I had no idea what your living circumstances were, your sex (although I know single males who have adopted)… Depending on your state and the agency you might be able to. I know several people who have adopted while living in a home that was either shared with parents or friends (that also meant they needed to be included in the home study process). I adopted while single and as a grad student.
Adopting from social services, while that has its own risks, often means a subsidy for your child and they are perfectly happy to place a child in a home where the parent isn’t middle class with respect to their income. I first attempted to adopt domestically for 5 years and finally bagged that and adopted internationally (internationally is less of an option for anyone these days). As a grad student my income wasn’t even close to middle class.
If you have any interest in adopting children it would be worth talking both to social services and to private agencies so you can get a take on their responses (some agencies are less “friendly” to singles).
Those of you who do not yet have kids, there may well be times, if you decide to have one or more, where you say to yourself “there are good reasons why I decided to have (or adopt) a kid. The fact that I can’t think of any of them now is not good enough reason to (take your pick): disrupt the adoption, run away from home, lock them in a basement until they are grown…”
My sister said, when she first found out she wqas pregnant (after trying for 2 years), “I’ve changed my mind. Can I give it back?”.
Rumor has it that Mark Twain said that when a kid turns 13 you put them in a pickle barrel and feed them through the knot hole. When they turn 16 you seal up the knot hole. He did not indicate when you liberated them. I know with my then teen there were times I wasn’t sure I should ever let her out.
@ybmuG Not at all! I have an amazing relationship with her, she says we are “a team!” Not to be confused with the A-Team lol.

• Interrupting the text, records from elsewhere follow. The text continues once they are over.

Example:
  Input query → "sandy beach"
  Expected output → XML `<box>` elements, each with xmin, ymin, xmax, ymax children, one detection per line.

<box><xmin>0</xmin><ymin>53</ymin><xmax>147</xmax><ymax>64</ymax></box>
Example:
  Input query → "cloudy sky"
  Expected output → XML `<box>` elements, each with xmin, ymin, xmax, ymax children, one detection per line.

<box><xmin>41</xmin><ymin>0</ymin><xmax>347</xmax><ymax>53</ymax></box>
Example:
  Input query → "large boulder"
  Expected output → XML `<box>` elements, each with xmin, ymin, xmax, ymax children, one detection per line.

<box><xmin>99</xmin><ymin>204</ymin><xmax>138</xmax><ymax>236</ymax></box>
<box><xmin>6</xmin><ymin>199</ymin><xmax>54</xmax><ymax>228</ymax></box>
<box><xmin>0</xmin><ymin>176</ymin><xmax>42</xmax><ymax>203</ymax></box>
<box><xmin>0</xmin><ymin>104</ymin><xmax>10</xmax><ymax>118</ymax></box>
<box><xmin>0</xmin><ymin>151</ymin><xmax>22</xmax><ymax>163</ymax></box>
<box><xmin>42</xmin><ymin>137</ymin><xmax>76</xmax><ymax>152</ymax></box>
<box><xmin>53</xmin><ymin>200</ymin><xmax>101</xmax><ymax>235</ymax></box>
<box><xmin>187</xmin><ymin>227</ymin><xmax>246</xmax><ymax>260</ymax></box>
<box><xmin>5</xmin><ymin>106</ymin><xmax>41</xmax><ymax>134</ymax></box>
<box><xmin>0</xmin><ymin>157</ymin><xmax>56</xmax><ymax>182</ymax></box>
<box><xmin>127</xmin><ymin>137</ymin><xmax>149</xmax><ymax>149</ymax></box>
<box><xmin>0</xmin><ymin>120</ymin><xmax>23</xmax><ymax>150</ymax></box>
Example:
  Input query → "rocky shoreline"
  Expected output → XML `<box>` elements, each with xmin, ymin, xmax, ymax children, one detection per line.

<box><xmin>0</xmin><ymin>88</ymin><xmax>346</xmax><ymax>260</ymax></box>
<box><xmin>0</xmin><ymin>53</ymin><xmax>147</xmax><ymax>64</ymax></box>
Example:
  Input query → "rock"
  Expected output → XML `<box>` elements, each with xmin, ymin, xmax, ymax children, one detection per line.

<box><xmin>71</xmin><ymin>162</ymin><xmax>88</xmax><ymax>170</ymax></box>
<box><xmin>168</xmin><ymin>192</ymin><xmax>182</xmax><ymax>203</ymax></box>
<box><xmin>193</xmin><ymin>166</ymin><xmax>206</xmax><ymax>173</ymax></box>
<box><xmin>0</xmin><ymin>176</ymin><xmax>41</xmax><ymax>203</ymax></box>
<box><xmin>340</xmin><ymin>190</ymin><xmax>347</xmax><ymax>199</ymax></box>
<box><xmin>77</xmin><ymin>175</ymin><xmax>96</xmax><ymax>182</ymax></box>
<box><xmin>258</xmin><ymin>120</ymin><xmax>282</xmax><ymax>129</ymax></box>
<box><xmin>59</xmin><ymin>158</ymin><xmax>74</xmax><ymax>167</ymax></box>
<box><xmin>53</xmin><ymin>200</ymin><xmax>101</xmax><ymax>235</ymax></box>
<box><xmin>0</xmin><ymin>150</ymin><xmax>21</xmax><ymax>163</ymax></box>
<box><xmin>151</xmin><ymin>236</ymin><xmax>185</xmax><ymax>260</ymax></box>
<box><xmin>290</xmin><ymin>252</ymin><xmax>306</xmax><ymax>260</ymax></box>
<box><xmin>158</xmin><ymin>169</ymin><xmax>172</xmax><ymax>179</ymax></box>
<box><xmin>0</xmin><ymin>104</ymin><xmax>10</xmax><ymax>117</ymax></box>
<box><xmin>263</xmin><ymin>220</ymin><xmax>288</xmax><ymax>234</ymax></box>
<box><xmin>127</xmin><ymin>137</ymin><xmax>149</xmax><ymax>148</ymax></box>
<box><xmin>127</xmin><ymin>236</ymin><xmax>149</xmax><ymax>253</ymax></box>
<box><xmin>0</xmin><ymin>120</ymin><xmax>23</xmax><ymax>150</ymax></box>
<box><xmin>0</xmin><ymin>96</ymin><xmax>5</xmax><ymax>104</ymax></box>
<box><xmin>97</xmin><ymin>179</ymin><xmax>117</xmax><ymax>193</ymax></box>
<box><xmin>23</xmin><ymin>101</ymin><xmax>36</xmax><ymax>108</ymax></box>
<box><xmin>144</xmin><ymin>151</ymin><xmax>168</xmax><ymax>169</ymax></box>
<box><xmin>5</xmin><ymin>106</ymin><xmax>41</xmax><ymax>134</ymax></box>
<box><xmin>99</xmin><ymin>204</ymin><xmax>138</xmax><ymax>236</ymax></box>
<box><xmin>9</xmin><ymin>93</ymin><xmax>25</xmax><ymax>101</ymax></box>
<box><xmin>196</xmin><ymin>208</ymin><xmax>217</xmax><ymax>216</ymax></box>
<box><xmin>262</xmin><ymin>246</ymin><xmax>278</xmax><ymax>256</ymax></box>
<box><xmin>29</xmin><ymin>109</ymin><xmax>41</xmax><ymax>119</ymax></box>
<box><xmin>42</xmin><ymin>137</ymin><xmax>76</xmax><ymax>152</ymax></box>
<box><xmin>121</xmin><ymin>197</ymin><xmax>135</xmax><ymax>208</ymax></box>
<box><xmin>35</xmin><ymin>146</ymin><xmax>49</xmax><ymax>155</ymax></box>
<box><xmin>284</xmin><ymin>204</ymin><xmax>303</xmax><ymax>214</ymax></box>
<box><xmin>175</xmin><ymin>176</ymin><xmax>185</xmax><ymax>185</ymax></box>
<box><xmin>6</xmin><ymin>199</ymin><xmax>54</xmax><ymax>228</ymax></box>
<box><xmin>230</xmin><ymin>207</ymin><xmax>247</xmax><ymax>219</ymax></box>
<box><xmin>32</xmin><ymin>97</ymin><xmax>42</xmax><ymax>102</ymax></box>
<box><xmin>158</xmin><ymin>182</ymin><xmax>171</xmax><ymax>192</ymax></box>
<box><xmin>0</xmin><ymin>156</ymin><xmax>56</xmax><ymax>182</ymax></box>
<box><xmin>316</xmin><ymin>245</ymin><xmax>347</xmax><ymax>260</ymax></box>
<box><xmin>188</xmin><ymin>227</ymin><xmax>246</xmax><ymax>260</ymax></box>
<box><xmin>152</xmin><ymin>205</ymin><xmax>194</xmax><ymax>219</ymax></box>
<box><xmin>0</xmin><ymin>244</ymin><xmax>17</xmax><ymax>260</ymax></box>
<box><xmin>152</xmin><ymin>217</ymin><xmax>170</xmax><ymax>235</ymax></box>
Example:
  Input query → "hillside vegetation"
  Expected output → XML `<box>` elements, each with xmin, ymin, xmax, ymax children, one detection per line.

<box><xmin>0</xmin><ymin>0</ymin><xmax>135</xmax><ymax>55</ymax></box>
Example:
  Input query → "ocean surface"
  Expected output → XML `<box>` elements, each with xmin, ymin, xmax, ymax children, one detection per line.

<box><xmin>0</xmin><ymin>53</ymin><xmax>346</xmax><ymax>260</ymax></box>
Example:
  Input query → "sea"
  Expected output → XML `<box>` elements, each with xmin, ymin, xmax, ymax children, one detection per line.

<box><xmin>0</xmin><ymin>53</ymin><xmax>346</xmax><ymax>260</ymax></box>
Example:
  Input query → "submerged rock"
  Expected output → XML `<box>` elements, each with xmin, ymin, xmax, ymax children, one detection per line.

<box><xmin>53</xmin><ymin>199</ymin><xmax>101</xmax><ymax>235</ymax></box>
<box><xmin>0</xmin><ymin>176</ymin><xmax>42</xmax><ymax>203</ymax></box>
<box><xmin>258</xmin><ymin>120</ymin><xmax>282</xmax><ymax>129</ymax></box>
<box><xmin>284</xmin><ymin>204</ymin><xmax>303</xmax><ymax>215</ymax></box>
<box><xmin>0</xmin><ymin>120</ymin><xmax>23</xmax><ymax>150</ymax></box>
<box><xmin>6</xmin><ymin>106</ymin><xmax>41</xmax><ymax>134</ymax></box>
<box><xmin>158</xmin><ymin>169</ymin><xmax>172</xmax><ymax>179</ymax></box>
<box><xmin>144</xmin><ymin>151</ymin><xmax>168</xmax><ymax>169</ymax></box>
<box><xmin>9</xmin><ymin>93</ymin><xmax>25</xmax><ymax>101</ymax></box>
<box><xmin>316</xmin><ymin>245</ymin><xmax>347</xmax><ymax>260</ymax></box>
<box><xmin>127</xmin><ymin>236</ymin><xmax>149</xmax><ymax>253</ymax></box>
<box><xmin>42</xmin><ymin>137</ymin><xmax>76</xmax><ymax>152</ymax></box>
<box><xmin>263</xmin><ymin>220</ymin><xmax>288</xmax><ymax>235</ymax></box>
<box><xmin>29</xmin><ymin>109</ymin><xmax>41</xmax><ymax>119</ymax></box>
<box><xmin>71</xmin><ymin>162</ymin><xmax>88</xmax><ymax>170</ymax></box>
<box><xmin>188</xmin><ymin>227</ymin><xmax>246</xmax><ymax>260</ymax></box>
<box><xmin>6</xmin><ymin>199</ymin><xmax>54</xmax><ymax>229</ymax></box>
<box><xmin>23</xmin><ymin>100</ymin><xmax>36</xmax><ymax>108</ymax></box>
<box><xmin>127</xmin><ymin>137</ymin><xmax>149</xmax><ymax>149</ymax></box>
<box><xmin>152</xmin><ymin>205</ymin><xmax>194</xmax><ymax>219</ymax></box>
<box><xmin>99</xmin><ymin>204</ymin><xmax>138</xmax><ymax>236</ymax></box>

I am having such a good time sitting next to her right now seeing her excitement. This is the first time she has seen hockey live and she won’t sit down. She is jumping up and down screaming and then occasionally hugging me. It is pretty awesome to experience!
PCOS and Endometriosis lead to a complete hysterectomy by the time I was 25, so no kiddos for me. Just as well with my narcolepsy-I have a strict sleep schedule and can only drive when feeling . No adoption as I have several health issues that limit my lifestyle. I do, however, often wonder weather no kids whatsoever is making me miss out on some fundamental aspect of being human—anyone???
Would have been cool to have had a son (so the family name didn’t end with me) but I’m extremely happy with the two daughter units, both now grown and self-supporting, that I know I produced. It is highly unlikely that there are other offspring out there somewhere, tho I guess it is mathematically possible.
@baqui63 i was the last of my family name line… when i got married, i didn’t change my name… and our 2 sons have both our names (hyphenated). When my elder son was born and i called my dad to tell him his grandson’s name, he cried when he heard our family name continuing on.
i have kids… i’m 50 and they are 21 and 16… i really don’t think they will… we have destroyed our planet - the Earth will survive just fine without us, but we have caused change to increase at a rate that my grandchildren (my sons’ children) will likely not have a planet that will sustain human life in any way that we recognize it. And the next generation - may not even exist.